Indeed they do, and after she dons a pair of reindeer horns, she pulls out the fugliest, bell-spangled, felt monstrosity of holiday headgear she can possibly find, smirks up at the love of her life and father of her younger child, and wedges it firmly over his ears. "There. Just your style."

"It is not my style, Detective. It is not _anybody's_ style, and if I get head lice from this, I am blaming you, as well as litigating this entire place for a substantial fraction of its net worth." Lucifer cocks an eyebrow. "The one thing the Devil never lacks is lawyers, after all."

Chloe snorts, grabs him by the arm, spins him around, and marches him over for the family photo. Once they have finally gotten it, and are walking out of the mall without having been arrested, Trixie frolicking ahead, Lucifer heaves a sigh. "That is truly one of the most bizarre holiday customs you humans have invented yet, and I'm counting the one where the spawn dress up and extort unsuspecting suburbanites for candy."

"What?" Chloe says mischievously. "I thought you were a fan of Halloween. All those witches and goblins and ghosts, all that opportunity for tricks and treats."
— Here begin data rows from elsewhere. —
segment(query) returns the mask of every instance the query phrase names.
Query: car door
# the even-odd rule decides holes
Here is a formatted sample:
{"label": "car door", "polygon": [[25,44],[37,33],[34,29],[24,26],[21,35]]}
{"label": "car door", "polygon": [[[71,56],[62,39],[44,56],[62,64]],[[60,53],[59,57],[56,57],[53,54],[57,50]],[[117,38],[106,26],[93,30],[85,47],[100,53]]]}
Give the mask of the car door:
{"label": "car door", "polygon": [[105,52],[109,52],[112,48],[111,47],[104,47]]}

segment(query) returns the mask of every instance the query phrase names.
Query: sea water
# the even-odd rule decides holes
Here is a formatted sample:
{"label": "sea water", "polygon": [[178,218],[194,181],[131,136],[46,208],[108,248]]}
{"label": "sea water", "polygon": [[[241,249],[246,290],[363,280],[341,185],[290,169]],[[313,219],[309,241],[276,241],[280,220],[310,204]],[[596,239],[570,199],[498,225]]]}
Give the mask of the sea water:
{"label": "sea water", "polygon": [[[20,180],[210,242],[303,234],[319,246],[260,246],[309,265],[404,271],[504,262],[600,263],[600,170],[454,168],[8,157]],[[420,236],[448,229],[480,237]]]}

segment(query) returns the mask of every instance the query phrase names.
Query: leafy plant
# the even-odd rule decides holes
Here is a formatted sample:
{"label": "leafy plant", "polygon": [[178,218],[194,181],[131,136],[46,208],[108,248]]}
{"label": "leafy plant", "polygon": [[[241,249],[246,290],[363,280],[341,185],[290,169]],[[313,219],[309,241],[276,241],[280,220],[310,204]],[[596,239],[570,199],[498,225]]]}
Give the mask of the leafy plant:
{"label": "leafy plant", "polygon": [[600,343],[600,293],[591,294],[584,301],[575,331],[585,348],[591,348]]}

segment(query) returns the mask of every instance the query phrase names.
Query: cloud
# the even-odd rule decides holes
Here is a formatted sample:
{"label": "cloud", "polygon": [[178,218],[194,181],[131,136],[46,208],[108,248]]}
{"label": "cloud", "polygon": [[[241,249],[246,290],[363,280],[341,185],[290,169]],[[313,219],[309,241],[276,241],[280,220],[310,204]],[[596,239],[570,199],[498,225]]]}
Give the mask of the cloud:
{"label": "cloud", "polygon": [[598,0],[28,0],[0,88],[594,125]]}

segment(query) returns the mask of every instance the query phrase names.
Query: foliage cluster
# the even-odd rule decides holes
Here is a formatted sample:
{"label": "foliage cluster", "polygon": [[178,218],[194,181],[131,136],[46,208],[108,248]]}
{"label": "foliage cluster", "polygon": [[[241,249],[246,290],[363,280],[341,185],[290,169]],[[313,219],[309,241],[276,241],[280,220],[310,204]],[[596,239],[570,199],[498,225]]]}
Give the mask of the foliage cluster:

"Oh, _my_ version of Halloween is most enjoyable, yes." He gives her another one of those I'm-undressing-you-with-my-eyes looks, which she sighs at just for the sake of form. Lucifer has zero sense of social propriety, but if she's totally honest, that's one of the things she likes about him. She always has to toe the line, to follow the book, to play the game, even when she doesn't want to. Having someone like him, who just strolls in and tears the book to shreds and wins at the game by breaking all the rules, is, well, exhilarating. Like he's the half of her that wants to break out of the box, and she's the half of him that could stand to be stuffed headfirst into it. If nothing else, the fact that he blurts out every thought he ever has, no matter how risibly inappropriate, gives her a sense of security. She knows he's never hiding anything from her, never lies, never stops to think (for better or worse) if everyone needs to immediately know whatever he's been doing or how he's feeling. As well, he's gorgeous, worships (so to speak) the ground she walks on and thinks she's the best person in the world, fought the actual Angel of Death to protect her and Eve, is incredibly good in bed, provides lavishly for her and the kids, and, yes, says to Dan all the things she would sometimes like to, but restrains for the sake of familial diplomacy. She's not trading him in for anyone. That doesn't mean she doesn't get to push his buttons, especially after he spends so much time pushing everyone else's.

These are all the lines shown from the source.